The political calculus is clear. Blue-chip exporters quickly benefited from Abenomics, as quantitative easing – Japan style – drove the yen lower. With the Nikkei Index at the highest level in dollars since the turn of the century, the financial sector has done well, too. Ordinary workers, however, have not. Wages have not risen, so the increase in energy prices has meant declining living standards. Worse, the government has decided to squeeze purchasing power further by hiking the value added tax next April.
Mr Abe depends on public support to push through his programme. His polling numbers are unprecedentedly high for a Japanese prime minister after one year in office, and the Chinese leadership appears to be doing its best to keep them there. Even so, there are limits to public patience. Stagnant wages and rising prices are not what voters had in mind when they handed Mr Abe his landslide victory in December 2012. Hence angst about the outcome of next year’s shunto wage negotiations.
Shunto literally means “spring struggle”, but there has been precious little aggression from the (mainly company-specific) unions during Japan’s long deflationary winter. Employment income, like many economic indicators, is no higher now than in the early 1990s. Changing such a deeply ingrained trend will not be easy. Large listed companies may be racking up record profits, but the small and medium-sized enterprises that employ two-thirds of the work force are not prospering on the same scale.
The problem is not just political. The core concept of Abenomics is the conquest of deflation, as exemplified by the central bank’s conversion to aggressive quantitative easing. Yet bond market prices imply that inflation is expected for the next 10 years at an average of about 0.5 per cent once you take out the forthcoming VAT hike – a far cry from the target of 2 per cent in two years. Some members of the Bank of Japan’s monetary affairs committee are questioning the bullish outlook.

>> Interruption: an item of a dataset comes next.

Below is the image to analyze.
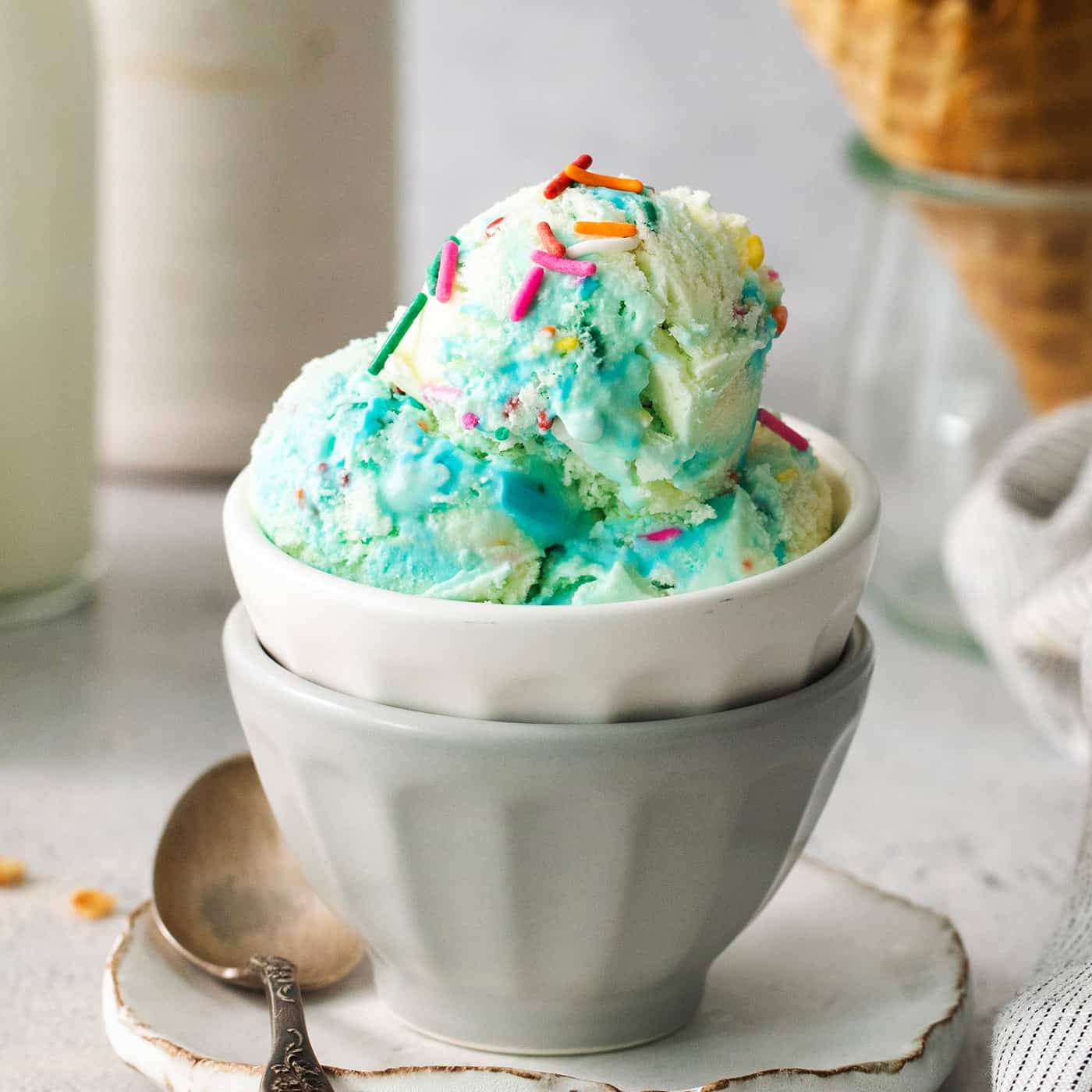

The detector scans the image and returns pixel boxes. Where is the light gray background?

They are right to do so. The BoJ must and almost certainly will do more.
Ultimately, however, wages are the key to sustained reflation. Fortunately, some bright spots are appearing. The job-offer-to-applicant ratio is nearing parity. Some lower-paid workers are already doing better. According to Recruit, an employment agency, hourly rates for the part-timers who wash dishes and wait on tables in Tokyo restaurants are up 1.7 per cent on the year.
How can this be? In much of the developed world, the picture is of slack labour markets and cowed workers. But demographic shrinkage means that the size of the Japanese cohort entering the labour market is falling. Unlike many other developed countries, the country has not sought to defer the consequences through mass immigration.
Ironically, these very issues are often cited as causes for despair about Japan’s future. In the short term, they are reflationary. Longer term, it is just possible that higher wages could lead to more investment in skills and better use of human resources. By today’s conventional wisdom, that would be another trip through the Japanese looking-glass.
The UK’s beer-and-sandwiches approach to incomes policy never had a prayer, given the super- stimulatory macro settings of the times. In Japan’s case, Mr Abe’s moral suasion is in sync with monetary policy and, over time, the labour market should work in his favour, too.